A site for people to get information about traveling and stories of my own adventures travelling.
Tuesday, March 9, 2010
Cambodia 's Cruelest Prison - Tuol Sleng Detention Center
We're to learn more from our failures, but seeing this failure both reminded me and re-asserted to me that nothing has changed. This site was once the brutal Tuol Sleng Detention Center, where thousands of citizens, including children and foreign tourists, were tortured and lost their lives.
Tuol Sleng, which was once a high school, was a somber stroll. I experienced a sense of peace because in essence, it is a graveyard. Souls are finally at rest after the horror, at peace. It is somber and existential. Visitors are respectful of one another, moved by how others have been treated.
Six Cambodian university students approached me as I was looking at broken skulls and torture instruments, and they asked me what I thought about the museum. I told them I thought it was terribly sad. I asked them if they had lost family, and their smiles dissolved. One of the girls pointed to the upper floor, where her aunt had died. They had all lost family, if not at Tuol Sleng, then at Cheoung Ek, or in the desolate countryside. The Khmer Rouge killed teachers, professors, doctors, anybody who worked for Lon Nol's government, anyone educated, and pushed the rest out of town. Over one-fifth of the population died. I read a book while I was there about a woman who lived through the horror and who now resides in the States.

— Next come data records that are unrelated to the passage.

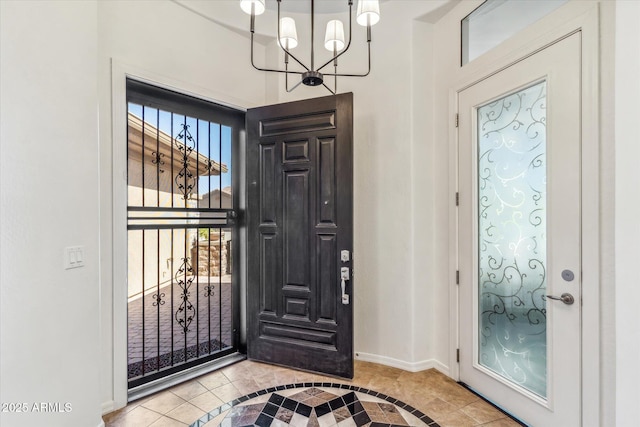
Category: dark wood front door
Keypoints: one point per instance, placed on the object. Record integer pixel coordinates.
(300, 223)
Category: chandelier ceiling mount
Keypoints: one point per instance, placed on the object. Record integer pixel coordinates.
(368, 14)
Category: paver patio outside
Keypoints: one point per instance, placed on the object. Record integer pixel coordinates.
(161, 339)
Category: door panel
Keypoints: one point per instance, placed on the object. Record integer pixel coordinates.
(519, 235)
(299, 168)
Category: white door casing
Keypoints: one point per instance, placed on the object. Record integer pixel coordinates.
(559, 67)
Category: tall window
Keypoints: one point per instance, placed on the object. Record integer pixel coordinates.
(182, 299)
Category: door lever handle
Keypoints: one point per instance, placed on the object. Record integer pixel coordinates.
(565, 298)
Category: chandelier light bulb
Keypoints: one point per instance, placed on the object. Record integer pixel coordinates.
(368, 12)
(334, 36)
(288, 33)
(245, 5)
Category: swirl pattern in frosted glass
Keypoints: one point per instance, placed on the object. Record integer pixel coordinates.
(512, 237)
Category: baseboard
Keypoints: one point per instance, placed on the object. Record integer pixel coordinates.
(109, 406)
(401, 364)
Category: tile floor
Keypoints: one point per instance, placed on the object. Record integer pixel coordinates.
(429, 391)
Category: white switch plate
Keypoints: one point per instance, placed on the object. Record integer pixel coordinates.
(73, 257)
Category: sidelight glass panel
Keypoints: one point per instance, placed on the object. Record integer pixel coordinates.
(512, 231)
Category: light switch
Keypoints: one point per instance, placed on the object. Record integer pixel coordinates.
(73, 257)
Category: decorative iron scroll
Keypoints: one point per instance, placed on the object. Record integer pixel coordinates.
(184, 279)
(185, 179)
(512, 237)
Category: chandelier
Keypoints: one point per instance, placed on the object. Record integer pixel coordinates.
(368, 14)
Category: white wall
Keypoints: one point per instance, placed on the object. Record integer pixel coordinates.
(50, 82)
(49, 170)
(627, 211)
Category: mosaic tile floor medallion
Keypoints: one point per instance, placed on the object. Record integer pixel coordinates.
(315, 405)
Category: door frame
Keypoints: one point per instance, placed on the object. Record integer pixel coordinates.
(571, 18)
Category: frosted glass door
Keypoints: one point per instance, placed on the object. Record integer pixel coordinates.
(512, 237)
(518, 233)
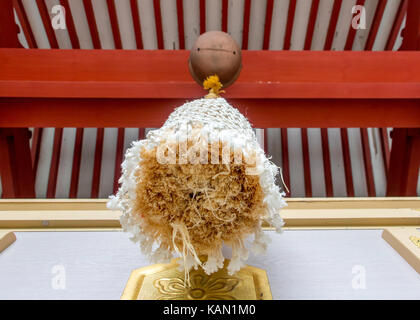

Her story talked of the deprivation, sickness, and starvation of the people. The remnants of this catastrophe still wander the country. I talked with the students for a while and they told me they'd like to practice their English. I told them to call me at my guesthouse and I'd be happy to have coffee with them.
The life expectancy in Cambodia is 59 years.
The older pictures show the forced relocation of the people of Phnom Penh to the countryside.